Hank: Welcome to the third installment of our miniseries on the history of life on Earth! When we left off, life had been brought to its knees by a mass extinction at the end of the Paleozoic era.

The Mesozoic era, from 251 to 65 million years ago, followed the great extinction and would produce some of the weirdest and most fascinating animals of all time. Including the dinosaurs! It also led to most of the major land animal groups we know today. Like other eras, the Mesozoic is divided into periods -- in this case, three of them.

The first period, the Triassic, lasted from 251 to 199 million years ago. It was a time of transition, when the dominant vertebrates of the late Paleozoic, the therapsids, pretty much disappeared. A new group of reptiles, the dinosaurs, then rose to become Earth’s new dominant land vertebrates.

Throughout the Mesozoic, Earth was warmer than it is now, and had no polar ice caps. At the beginning of the Triassic, Earth’s landmasses were lumped together into the dry supercontinent Pangaea. Slowly, life started to repopulate the place.

Repopulating meant diversifying. The therapsids were declining, but a new group of vertebrates was starting to take over -- the archosaurs. Archosaurs descended from one of the earliest major groups of land vertebrates, the diapsids, at the end of the Paleozoic.

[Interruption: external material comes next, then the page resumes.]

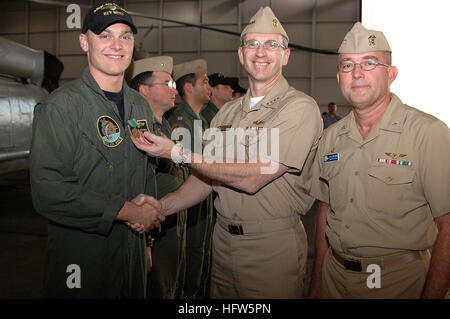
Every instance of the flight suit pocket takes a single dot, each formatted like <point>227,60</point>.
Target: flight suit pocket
<point>389,188</point>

These major animal groups -- the archosaurs and the diapsids -- are defined by the holes in their skulls, which attach to muscles and mean that the big, heavy bones weigh a little less. It might seem like kind of a strange way to tell animals apart, but it’s actually a very clear marker: Diapsids have two openings behind their eyes. Archosaurs have two extra openings, one in front of the eye and one in the lower jaw.

Dinosaurs are archosaurs, but so is another group that almost took over instead of the dinosaurs: the pseudosuchians, which evolved very similar body plans to the dinosaurs that came later -- including standing on two legs. They came in a lot of different shapes and sizes, but if you want know what a pseudosuchian looked like, picture something a bit like a crocodile, but about twelve times more terrifying, because it’s able to stand up straight on its long legs and run really fast over land.

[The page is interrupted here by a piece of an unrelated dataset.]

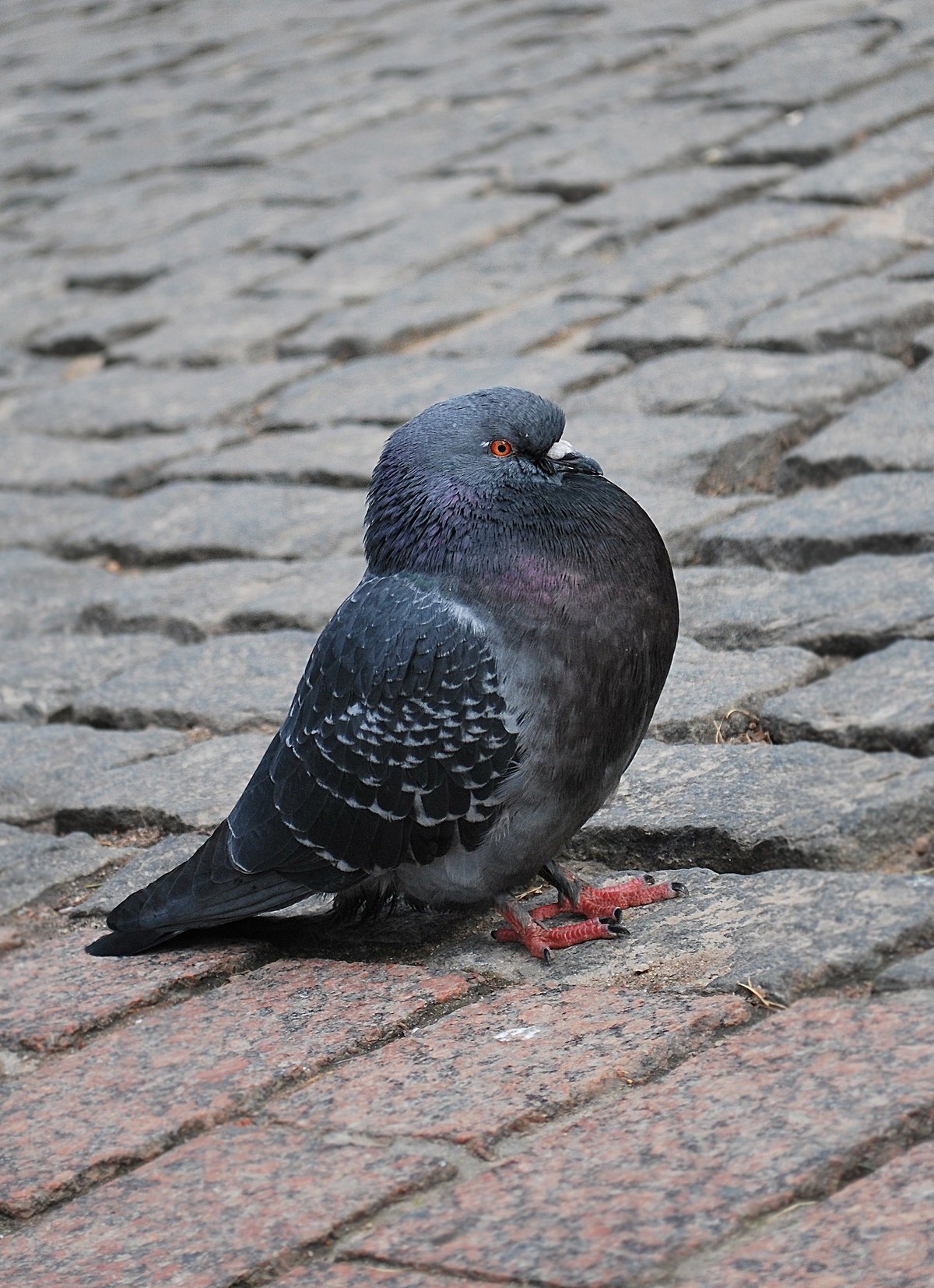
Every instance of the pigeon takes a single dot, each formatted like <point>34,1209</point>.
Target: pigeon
<point>470,705</point>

Pseudosuchians were nearly wiped out in another mass extinction at the end of the Triassic. Only one lineage survived, one that took to living in swamps and gave rise to modern crocodiles and alligators. Although thankfully, the modern versions don’t run around on two legs. The only other archosaurs around today are birds.

So the archosaurs took over from the therapsids, which had mostly died out at the end of the Paleozoic. But some therapsids hung on through the Triassic, and some didn’t die out at all -- luckily for us. The therapsids are the descendants of another major branch of land vertebrates, the synapsids, who are also classified by their skull holes.

Synapsids have one skull opening, not four, and they’re the ancestors of mammals. The earliest mammals appeared in the middle of the Triassic -- at practically the same time as dinosaurs. Yes -- we mammals started out as dinosaur buddies, and we still hang out with dinosaurs now, just in bird form.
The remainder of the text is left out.